To the best of my knowledge, neither the taxpayers foundation, nor any other group, raised any concerns or objections to either 2001 or 2005 pension improvements at the time. In fact, John Sherman, president of the group, wrote an article entitled, “City of Atlanta’s police officers deserve better” in the June 2000 issue of the Atlanta Business Chronicle in which he called for pension improvements for Atlanta police officers, specifically mentioning the very 3 percent multiplier he now sues to rescind. So he was for it before he was against it, to quote a certain presidential candidate.

I would like to make a couple of final points here.

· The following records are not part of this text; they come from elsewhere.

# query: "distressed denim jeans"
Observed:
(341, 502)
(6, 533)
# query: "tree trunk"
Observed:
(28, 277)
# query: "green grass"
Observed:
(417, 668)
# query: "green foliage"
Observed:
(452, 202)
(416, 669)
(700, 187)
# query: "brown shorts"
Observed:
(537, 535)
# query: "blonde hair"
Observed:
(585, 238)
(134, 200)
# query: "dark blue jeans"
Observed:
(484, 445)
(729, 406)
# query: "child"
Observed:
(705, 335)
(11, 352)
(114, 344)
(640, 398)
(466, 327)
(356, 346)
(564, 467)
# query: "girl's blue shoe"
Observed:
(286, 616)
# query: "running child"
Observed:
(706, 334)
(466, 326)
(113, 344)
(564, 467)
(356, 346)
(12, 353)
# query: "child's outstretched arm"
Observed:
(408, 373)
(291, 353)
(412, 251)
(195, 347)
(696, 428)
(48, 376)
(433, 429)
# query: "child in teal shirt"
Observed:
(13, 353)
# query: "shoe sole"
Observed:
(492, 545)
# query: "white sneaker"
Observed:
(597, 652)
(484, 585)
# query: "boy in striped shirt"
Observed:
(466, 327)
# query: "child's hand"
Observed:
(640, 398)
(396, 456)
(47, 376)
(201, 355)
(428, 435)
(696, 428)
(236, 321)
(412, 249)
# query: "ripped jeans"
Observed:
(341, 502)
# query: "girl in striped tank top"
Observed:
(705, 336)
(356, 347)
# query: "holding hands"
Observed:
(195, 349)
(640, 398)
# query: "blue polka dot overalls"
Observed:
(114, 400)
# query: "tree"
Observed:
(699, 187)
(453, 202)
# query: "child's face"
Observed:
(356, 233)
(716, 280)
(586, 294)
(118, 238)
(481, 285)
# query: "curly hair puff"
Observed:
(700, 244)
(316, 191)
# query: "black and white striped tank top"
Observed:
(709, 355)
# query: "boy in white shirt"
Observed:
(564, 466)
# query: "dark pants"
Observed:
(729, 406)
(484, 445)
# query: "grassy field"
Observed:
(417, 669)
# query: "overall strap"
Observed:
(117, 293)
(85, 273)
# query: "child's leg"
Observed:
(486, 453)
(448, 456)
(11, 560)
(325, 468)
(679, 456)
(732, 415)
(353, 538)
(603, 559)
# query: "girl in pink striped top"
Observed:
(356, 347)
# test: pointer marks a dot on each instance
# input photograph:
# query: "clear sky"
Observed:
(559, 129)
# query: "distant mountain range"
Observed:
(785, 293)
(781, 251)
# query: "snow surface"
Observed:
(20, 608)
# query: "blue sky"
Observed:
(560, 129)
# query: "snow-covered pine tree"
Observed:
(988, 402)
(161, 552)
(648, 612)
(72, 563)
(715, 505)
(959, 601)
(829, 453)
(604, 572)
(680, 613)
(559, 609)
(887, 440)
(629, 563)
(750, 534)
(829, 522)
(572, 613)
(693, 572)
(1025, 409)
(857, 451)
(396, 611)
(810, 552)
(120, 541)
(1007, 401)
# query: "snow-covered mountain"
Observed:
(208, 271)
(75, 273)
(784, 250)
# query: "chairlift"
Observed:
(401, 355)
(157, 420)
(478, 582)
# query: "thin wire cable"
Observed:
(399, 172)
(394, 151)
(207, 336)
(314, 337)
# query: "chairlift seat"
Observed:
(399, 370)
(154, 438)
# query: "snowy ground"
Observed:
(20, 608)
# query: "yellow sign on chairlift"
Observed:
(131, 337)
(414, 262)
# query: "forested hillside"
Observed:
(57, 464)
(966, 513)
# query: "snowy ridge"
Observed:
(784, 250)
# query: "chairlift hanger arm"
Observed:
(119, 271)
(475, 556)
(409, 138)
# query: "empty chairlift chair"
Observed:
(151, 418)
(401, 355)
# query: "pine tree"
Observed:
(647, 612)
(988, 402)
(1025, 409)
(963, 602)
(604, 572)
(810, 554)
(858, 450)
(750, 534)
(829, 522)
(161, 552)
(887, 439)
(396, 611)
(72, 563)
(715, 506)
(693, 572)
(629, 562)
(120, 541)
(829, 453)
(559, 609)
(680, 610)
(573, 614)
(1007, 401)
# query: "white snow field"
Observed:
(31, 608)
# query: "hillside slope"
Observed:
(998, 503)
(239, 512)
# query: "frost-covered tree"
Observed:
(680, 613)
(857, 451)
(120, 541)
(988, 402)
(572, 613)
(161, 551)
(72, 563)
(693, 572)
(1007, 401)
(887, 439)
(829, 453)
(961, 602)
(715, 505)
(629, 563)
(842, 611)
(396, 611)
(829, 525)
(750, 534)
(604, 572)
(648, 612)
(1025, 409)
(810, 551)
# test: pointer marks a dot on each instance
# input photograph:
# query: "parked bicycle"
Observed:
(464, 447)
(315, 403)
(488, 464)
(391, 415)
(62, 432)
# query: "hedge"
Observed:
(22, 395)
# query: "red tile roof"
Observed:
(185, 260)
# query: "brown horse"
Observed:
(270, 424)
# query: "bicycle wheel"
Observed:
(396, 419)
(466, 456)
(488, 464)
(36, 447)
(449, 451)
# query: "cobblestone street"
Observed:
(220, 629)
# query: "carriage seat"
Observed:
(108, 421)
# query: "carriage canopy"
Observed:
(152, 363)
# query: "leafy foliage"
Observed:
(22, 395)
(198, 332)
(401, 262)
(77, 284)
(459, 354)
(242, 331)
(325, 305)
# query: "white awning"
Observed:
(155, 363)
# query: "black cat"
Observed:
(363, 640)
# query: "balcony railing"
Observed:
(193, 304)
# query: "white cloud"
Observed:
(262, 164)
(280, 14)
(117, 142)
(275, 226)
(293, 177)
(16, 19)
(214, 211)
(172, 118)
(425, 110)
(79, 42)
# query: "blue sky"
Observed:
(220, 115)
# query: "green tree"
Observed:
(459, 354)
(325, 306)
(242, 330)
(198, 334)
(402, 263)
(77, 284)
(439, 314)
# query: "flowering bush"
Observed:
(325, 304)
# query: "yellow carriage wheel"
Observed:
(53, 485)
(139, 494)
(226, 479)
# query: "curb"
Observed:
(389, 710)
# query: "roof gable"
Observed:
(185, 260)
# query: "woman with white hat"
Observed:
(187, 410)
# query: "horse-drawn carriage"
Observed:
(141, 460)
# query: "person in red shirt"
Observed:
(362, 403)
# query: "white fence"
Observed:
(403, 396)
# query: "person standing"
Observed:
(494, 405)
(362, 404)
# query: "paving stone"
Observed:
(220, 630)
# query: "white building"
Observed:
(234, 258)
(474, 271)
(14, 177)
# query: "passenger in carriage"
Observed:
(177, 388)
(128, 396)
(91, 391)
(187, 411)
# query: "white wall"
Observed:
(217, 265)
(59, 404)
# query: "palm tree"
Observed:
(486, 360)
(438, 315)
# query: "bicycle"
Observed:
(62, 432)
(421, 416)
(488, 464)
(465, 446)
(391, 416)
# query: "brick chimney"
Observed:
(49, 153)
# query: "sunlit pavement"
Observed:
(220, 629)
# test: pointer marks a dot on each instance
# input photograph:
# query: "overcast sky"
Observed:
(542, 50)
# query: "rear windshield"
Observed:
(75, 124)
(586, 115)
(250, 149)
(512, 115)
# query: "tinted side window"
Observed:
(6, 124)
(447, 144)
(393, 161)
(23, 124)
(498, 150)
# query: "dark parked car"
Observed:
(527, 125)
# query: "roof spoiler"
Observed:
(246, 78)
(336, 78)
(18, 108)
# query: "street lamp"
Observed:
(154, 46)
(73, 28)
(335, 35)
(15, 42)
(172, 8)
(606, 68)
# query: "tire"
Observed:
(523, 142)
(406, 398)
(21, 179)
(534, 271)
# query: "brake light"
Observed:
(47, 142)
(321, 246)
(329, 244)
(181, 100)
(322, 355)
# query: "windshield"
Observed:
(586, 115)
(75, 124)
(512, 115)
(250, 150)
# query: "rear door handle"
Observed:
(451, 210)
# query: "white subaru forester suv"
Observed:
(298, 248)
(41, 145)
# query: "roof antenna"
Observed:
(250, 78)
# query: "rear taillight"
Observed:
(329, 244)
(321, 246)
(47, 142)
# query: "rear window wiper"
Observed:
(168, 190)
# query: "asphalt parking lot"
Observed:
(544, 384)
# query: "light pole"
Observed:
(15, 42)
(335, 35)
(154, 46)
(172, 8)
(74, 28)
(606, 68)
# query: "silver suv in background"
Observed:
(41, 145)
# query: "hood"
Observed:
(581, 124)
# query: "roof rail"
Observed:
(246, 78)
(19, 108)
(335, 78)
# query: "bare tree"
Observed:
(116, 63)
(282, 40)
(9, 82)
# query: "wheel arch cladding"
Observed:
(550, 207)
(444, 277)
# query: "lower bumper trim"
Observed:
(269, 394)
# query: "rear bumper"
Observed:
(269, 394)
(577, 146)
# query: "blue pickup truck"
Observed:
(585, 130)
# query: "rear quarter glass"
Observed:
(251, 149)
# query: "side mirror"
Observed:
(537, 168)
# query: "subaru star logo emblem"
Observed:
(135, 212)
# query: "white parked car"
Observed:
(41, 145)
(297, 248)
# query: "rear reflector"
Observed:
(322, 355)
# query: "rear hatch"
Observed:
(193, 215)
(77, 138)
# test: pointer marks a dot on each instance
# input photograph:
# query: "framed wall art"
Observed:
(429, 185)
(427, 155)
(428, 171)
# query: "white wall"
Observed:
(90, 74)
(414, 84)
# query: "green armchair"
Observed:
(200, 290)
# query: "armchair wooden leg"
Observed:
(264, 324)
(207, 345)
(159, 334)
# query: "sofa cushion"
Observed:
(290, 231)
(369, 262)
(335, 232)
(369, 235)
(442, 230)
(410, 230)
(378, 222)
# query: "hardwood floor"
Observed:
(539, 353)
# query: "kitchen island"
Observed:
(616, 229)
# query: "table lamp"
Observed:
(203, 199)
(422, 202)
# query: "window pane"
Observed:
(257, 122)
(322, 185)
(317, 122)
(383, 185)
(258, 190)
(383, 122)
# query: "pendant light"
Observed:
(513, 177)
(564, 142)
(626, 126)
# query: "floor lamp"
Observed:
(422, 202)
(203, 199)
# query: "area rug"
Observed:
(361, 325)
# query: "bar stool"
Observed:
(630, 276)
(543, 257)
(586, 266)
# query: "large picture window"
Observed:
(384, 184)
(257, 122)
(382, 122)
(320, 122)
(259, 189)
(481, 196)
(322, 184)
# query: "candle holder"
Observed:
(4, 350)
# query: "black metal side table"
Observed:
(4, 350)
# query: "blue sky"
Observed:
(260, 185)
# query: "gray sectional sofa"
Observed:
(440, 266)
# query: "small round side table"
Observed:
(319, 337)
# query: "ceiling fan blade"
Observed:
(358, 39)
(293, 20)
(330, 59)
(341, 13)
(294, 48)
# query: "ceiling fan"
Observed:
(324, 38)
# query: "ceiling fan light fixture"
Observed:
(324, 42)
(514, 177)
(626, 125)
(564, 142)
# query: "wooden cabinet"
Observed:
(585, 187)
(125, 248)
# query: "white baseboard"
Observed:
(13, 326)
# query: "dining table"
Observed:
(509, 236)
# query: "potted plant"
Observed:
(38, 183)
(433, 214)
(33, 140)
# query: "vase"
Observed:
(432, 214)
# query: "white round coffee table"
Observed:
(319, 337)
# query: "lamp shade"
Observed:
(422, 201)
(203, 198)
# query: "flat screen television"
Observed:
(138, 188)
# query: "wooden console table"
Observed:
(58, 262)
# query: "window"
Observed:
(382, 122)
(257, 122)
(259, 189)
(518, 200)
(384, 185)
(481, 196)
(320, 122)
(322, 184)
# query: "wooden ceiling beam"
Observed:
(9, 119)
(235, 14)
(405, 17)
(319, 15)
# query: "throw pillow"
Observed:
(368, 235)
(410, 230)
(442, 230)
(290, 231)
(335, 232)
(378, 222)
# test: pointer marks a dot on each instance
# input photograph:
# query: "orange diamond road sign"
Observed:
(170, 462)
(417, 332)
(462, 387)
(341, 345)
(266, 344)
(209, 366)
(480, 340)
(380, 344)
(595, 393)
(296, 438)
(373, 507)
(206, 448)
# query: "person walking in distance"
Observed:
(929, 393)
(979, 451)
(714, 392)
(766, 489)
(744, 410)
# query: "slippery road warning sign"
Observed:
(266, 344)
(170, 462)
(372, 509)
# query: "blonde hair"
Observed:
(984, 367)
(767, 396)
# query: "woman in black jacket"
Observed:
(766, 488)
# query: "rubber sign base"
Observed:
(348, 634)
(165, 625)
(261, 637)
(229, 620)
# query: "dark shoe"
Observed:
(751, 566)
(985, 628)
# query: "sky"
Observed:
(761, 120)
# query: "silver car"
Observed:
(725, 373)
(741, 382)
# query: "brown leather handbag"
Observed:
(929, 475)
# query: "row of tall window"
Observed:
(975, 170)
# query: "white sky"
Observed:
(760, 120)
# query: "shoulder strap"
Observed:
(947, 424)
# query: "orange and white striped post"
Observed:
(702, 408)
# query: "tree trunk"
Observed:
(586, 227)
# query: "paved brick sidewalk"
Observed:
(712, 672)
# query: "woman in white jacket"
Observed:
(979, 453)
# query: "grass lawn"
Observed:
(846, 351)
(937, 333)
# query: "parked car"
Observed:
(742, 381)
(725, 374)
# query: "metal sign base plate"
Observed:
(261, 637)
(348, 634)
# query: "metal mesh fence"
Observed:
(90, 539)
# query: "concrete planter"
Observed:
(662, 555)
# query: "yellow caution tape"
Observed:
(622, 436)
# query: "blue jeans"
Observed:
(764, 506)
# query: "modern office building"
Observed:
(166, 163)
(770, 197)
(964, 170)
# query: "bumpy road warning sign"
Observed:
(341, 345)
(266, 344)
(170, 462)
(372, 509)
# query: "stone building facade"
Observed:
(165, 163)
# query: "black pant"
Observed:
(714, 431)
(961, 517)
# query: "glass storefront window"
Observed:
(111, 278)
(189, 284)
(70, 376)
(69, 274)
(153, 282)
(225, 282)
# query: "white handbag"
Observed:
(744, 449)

First, the city of Atlanta has almost completely stopped awarding any pay increases. Secondly, the city wanted my peers and me to retire so that we could be replaced with lower paid employees, if replaced at all.

The Fire Department that I joined in 1977 was the largest and highest-paid in the state. Now, the department is smaller while providing increased service to a larger city and pays less than the large suburban departments. Our young firefighters don’t get raises or the annual increments they were told were part of their pay schedule. Many of the department’s best members have left for the “new” cities of north Fulton at vastly higher pay. We thought we had a bargain to exchange lower pay for a good pension. Now, we may find ourselves with neither good pay nor a good pension thanks to self-appointed groups like the taxpayers foundation.

If you are a member of the taxpayers foundation, please urge the leadership of your group to withdraw this punitive lawsuit against Atlanta’s firefighters.